At a time when the greatest threats to our privacy and the security of our data come from criminal hackers and foreign countries (often working together), we remain fixed on the idea that Big Brother, our own government, is the danger.
This may have been true in the past, when only national governments had the ability to monitor citizens. Today, as we know, a single hacker can access the most intimate details of your digital and nondigital life, your finances and your correspondence.
This is a clear case of market failure. A bank that builds identity theft and fraud into the cost of doing business is an example of market failure. A power company that treats a cyber-induced power outage as an act of God, no different from a tornado or earthquake, demonstrates market failure.
If the private sector is unwilling to take the necessary steps to guarantee the integrity of its online activities, the government must step in to fulfill its most fundamental task — to ensure the security of its citizens; that is, to provide them with a secure identity.
Identity lies at the core of security online. Virtually all breaches of computer security involve a fake identity, be it stealing a credit card number or accessing the internal documents of the European Commission. A three-digit security code on the back of a credit card does not provide you with a secure identity, nor does an ordinary computer password. The fundamental question is whether you can be sure the person you interact with online is who he claims he is.
The key to all online security is a secure online identification system. But a nebulous fear of an imagined Big Brother prevents citizens in many places from adopting a smart-chip-based access key that would afford them secure online transactions.

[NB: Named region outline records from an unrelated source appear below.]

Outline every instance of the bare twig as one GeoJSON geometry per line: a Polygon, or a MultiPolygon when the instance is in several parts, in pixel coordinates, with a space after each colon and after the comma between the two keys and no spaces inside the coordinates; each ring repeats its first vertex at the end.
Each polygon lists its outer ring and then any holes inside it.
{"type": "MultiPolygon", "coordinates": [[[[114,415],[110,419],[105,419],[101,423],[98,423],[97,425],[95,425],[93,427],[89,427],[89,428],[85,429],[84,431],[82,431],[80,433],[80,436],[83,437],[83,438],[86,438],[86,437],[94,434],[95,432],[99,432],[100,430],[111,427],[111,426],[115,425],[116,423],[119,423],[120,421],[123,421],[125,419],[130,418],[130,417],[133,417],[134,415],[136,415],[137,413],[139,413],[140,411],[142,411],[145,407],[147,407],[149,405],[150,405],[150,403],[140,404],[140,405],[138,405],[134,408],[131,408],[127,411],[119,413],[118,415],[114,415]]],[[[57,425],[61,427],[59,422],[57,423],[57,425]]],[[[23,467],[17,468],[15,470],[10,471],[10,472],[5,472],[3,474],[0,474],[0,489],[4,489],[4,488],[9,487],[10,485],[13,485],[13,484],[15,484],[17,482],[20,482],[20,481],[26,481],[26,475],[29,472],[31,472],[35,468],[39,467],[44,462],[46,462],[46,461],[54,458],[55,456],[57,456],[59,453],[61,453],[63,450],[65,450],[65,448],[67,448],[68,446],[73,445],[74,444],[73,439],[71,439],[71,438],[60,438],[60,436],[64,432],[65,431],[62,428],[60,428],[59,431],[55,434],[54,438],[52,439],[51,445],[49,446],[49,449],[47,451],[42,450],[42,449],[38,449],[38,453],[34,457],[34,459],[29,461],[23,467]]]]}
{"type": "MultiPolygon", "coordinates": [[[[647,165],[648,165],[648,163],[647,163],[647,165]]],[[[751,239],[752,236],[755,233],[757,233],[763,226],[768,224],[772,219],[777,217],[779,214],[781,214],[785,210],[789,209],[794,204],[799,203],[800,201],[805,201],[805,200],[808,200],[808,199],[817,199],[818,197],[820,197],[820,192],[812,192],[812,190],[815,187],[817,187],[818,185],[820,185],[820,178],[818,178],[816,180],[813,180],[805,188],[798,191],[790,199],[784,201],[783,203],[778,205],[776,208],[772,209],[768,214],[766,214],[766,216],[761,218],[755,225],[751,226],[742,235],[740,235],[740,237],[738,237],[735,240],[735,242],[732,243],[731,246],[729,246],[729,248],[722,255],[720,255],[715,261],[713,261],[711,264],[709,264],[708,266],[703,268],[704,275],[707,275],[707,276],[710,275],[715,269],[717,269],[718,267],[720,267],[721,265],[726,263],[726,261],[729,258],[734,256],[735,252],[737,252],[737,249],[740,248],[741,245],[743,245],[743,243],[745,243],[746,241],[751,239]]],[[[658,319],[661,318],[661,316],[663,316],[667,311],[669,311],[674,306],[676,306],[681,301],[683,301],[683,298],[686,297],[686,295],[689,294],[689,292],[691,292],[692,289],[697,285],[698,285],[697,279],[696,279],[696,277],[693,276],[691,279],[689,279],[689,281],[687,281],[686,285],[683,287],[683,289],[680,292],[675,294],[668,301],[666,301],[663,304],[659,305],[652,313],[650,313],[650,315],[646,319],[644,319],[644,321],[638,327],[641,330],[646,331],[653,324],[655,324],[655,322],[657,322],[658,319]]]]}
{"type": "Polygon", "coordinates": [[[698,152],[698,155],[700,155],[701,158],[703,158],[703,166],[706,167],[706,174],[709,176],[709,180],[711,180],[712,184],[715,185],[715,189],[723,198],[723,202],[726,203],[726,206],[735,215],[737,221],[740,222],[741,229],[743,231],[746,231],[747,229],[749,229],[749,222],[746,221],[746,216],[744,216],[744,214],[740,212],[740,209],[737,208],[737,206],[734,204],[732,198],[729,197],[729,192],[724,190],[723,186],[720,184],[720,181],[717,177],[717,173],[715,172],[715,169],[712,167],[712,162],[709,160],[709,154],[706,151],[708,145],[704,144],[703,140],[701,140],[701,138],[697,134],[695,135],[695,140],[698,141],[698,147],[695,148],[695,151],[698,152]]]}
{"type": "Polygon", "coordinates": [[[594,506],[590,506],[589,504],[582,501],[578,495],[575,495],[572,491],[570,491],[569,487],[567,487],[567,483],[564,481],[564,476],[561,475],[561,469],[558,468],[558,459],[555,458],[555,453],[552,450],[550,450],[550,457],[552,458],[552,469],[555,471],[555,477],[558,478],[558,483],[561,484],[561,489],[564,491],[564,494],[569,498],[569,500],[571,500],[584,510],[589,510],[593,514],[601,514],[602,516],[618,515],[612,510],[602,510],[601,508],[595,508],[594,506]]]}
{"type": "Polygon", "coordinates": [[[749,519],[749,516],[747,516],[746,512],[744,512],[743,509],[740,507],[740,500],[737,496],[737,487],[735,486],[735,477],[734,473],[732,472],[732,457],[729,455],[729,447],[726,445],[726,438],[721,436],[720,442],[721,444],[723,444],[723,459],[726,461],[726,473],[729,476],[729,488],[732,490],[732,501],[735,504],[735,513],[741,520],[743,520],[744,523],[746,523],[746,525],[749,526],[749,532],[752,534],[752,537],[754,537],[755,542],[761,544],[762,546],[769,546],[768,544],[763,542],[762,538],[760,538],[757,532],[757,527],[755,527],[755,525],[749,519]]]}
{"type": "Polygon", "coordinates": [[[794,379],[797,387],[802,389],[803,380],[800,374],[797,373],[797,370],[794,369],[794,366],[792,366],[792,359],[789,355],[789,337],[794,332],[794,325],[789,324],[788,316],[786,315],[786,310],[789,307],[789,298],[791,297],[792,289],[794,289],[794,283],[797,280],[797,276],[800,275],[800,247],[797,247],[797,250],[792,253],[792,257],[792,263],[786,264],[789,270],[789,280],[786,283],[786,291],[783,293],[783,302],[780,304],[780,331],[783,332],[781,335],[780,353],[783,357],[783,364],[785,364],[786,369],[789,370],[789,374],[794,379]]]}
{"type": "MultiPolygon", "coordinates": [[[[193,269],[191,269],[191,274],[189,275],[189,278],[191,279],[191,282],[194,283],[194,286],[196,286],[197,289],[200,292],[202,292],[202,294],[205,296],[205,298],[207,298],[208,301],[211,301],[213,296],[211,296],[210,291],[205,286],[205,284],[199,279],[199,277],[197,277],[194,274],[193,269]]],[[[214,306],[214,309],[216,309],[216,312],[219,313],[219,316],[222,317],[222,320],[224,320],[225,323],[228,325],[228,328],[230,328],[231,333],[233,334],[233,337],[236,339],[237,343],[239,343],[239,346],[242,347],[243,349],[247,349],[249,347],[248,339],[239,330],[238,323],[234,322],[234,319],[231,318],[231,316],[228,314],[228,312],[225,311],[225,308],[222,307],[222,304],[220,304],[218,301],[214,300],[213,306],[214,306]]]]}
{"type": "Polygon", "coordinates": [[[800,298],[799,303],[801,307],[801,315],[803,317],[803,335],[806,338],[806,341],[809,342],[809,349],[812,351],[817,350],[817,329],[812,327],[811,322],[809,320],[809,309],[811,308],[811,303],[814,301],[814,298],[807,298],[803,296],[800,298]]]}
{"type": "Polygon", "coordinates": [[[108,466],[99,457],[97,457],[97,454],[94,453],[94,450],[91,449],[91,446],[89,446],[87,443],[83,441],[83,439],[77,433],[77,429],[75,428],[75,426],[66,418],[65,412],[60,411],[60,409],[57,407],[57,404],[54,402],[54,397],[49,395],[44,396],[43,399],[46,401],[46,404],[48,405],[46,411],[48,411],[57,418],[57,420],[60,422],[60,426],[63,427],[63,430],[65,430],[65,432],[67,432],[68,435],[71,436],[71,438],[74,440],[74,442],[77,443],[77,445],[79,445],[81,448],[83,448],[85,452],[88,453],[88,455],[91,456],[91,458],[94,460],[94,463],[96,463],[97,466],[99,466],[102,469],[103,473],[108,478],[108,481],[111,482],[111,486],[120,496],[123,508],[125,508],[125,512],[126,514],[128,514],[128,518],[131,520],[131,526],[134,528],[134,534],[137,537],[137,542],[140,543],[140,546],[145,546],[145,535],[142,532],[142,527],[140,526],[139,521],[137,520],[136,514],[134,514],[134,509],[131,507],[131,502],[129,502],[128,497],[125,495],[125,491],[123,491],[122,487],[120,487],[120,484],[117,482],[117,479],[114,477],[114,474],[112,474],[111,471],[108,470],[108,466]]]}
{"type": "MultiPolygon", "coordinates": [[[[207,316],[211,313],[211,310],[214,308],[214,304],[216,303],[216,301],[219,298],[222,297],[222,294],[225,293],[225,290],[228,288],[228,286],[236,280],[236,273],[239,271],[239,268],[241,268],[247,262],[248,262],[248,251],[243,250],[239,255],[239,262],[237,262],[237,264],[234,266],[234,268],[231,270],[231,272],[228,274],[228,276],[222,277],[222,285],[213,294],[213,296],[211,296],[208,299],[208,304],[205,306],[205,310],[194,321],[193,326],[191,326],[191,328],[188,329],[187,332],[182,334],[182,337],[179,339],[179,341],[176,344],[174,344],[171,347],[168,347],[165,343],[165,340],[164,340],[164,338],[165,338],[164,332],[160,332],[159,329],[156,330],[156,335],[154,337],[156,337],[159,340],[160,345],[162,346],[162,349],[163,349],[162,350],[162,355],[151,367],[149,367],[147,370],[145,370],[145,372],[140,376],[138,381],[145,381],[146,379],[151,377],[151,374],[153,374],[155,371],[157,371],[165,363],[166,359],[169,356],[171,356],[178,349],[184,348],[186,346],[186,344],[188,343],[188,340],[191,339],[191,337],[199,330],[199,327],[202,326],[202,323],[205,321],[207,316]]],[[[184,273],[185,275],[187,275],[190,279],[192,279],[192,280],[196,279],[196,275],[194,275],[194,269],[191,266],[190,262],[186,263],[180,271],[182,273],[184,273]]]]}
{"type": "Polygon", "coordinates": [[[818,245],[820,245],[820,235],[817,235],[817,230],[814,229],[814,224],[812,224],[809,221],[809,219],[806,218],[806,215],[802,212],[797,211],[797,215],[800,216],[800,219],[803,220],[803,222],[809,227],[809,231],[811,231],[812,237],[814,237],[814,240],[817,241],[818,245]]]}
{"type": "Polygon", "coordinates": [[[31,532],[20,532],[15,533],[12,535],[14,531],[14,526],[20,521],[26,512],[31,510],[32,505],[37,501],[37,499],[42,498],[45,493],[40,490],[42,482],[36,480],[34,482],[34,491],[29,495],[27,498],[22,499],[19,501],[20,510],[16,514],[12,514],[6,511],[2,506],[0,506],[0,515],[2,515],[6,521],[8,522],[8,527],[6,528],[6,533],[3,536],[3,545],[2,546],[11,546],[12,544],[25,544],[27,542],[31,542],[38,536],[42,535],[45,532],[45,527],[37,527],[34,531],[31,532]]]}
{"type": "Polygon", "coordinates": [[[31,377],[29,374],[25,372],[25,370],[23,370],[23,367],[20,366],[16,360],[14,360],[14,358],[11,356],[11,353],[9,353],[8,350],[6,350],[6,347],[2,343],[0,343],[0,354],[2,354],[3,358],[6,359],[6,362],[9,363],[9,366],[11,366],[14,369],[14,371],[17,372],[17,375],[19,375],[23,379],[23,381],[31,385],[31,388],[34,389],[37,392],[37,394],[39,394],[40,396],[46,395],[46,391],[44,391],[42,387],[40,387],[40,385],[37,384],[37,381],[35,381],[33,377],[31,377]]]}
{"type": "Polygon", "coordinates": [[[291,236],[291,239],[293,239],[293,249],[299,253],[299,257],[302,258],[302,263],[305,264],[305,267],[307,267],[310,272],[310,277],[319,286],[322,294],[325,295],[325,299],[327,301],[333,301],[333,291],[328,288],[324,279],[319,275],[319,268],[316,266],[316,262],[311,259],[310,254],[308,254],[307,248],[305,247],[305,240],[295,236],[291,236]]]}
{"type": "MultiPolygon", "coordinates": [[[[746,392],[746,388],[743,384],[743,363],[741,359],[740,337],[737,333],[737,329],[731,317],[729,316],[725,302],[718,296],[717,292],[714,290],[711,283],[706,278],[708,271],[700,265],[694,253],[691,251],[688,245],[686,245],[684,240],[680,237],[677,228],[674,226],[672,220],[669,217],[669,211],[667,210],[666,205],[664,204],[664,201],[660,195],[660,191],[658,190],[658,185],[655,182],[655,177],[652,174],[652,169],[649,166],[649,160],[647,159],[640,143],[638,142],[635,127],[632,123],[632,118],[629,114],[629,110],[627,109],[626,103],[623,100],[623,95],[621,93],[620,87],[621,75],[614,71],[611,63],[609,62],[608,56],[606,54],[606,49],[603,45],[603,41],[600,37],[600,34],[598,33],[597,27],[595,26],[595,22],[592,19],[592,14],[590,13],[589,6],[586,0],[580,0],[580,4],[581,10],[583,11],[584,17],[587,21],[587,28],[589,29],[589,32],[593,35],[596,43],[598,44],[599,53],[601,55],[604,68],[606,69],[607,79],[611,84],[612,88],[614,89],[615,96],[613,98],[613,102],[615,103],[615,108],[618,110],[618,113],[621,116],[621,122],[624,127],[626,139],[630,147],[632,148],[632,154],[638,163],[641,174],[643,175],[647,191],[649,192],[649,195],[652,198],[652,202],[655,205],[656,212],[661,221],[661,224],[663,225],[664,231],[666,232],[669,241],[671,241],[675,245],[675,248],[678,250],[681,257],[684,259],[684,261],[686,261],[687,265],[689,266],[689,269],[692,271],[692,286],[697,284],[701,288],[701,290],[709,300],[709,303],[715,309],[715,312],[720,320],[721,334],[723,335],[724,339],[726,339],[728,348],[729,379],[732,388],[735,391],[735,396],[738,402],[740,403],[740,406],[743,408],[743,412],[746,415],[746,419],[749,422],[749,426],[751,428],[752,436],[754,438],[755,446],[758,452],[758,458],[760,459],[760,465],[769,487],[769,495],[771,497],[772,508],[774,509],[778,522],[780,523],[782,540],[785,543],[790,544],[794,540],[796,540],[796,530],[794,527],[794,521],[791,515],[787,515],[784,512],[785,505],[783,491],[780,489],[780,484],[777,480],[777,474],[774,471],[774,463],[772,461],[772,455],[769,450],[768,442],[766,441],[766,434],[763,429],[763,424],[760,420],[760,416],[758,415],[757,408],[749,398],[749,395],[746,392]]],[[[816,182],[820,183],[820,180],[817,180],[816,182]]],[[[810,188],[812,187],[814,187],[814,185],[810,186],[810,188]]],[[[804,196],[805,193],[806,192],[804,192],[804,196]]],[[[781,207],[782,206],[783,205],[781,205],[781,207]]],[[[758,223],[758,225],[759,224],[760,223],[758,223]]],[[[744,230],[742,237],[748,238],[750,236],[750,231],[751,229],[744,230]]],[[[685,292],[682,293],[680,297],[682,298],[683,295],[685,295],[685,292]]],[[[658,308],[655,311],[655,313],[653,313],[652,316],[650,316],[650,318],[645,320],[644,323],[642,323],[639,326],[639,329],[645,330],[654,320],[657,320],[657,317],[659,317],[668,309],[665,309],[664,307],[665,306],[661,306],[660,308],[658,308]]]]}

In Estonia, the government has become the guarantor of secure transactions online, while identity is authenticated by a body independent of the government. We use a two-factor identification system in which the ID is protected by both a chip and a password. A binary key or public key infrastructure guarantees securely encrypted transfer of information. Thus far, our system has proved secure. Even during the DDoS attacks of 2007, our digital government system remained online and intact.
Precisely because we offer a verifiable and reliable identification system, Estonia has gone further than any other country in investing in digitizing the basic processes of society. A quarter of the electorate votes online; 95 percent of tax returns are done online, and 95 percent of prescriptions are filled online.
By the end of 2012, Estonians gave more than a hundred million digital legal signatures. Citizens, as legal owners of their own data, have access to their digital medical and dental records. And we have more and more e-services available every year.
In the future, we hope to connect our digital services and make them interoperable with our neighbors in Northern Europe. In the longer run, we’re looking toward uniting systems in all of Europe. Ultimately, government data will move across borders as freely as e-mail and Facebook and follow the international flows of commerce and trade.
The job of cybersecurity is to enable a globalized economy based on the free movement of people, goods, services, capital and ideas. This can only be accomplished if identities are secure.
Undoubtedly the most effective means by which our societies could be safeguarded from cyberattacks would be to roll back the clock — to go back to the pen, typewriter, paper and mechanical switch. We should give up on mobile phones, iPads, online banking, social media, Google searches — everything we have become accustomed to in the modern world. But that won’t happen.
Cybersecurity is not just a matter of blocking bad things a cyberattack can do; it is protecting all the good things that cyberinsecurity can prevent us from doing. Genuine cybersecurity should not be seen as an additional cost, but as an enabler, guarding our entire digital way of life.
Toomas Hendrik Ilves is the president of Estonia. He is speaking Friday at the Forum for New Diplomacy hosted in Paris by the International Herald Tribune and the Académie Diplomatique Internationale.